Sunday, October 30, 2011

The Rusty Workings of My Front Door


Everyone can’t always mean everything to me, be as much as I want them to be at all moments. I value those who are close to me, who have whittled a way into the centre of my life and heart. I’m in it with you when you’ve made it that close to the bone, and I’ll stay there with you for a very long time (even after the break up). But if you don’t want the time of day to be filled with some of me, enough of me to validate the existence of an ongoing friendship/connection, than I have to let you go. I have to move on, for my heart will be saddened, saddened, not broken, when you move on from me to play in the dailies of your life.

And what happens if you get in by fluke, unexpectedly; what happens when you come in through the doors outside my vision? And then I realize you, laying there in my center cave, nude and ripe to my touch?

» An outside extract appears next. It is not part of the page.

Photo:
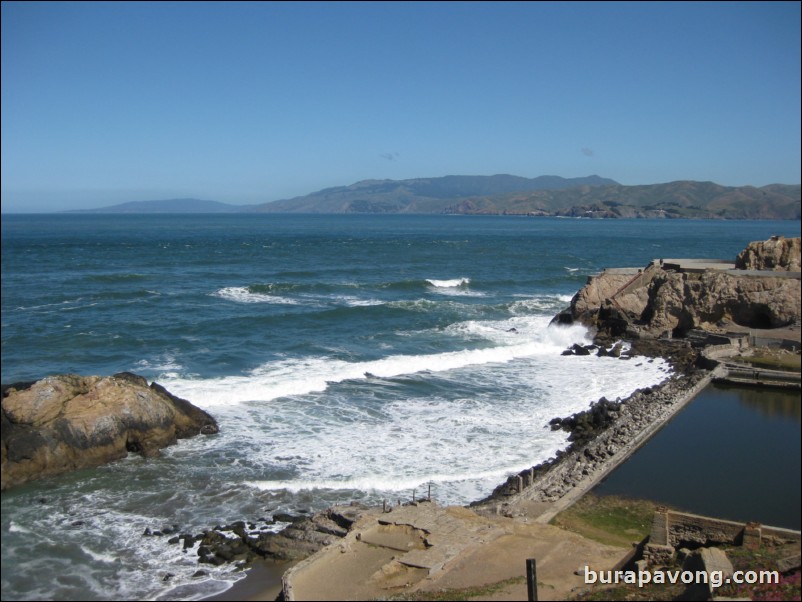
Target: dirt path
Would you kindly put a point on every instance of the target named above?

I will fear you. I will not trust you quite as soon as your entrance here, and I will protect you from me and me from you. Until one day the welling is too full, too potent in the arrow head at my heart. And then I will bust in quite an unordinary gushing of all the things I haven’t said over these past days, these past years. I’ll tell you just how deep your vein has run; I’ll tell you plainly of my love and truly not expect you to repay me in return. I might want a particular imagined response, but I will not ask for it, and I will not obligate either of us to such a harmonious outcome. 

Saturday, October 1, 2011

Making Dreams

It's not easy and sometimes it fills me with doubt. Sometimes the shaky ground beneath me completely falls away and leaves me with nothing but myself upon which to dwell. I may not always know what I'm doing or the value of the work that I do, but I'm going for it, I'm doing it, slowly, shaky, step by stap, not always confident, not always happy with my results, but nonetheless, living the dream that it is to pursue that which I believe I'm worth... happiness. I'm my own man, living for myself and not for "another man," "a machine;" I have no king to resent, I have no system upon which to hate. I am my own man. Come with me? Love me? poor or wealthily? Take what you will from my insecurities. Judge how you will my placement, my position in the hierarchy. Put upon me whatever label you see fit, though labels to me do often not stick. I'm nothing other than a deeply complicated vat of fluids spinnig and stirring and mixing me up sometimes. I'm nothing more than a man. I'm nothing more than a very small morsel being chewed in the mouth of life upon a very vary large planet. I make mistakes, I doubt, I succeed, I love and I play in the valley of all that is unsure.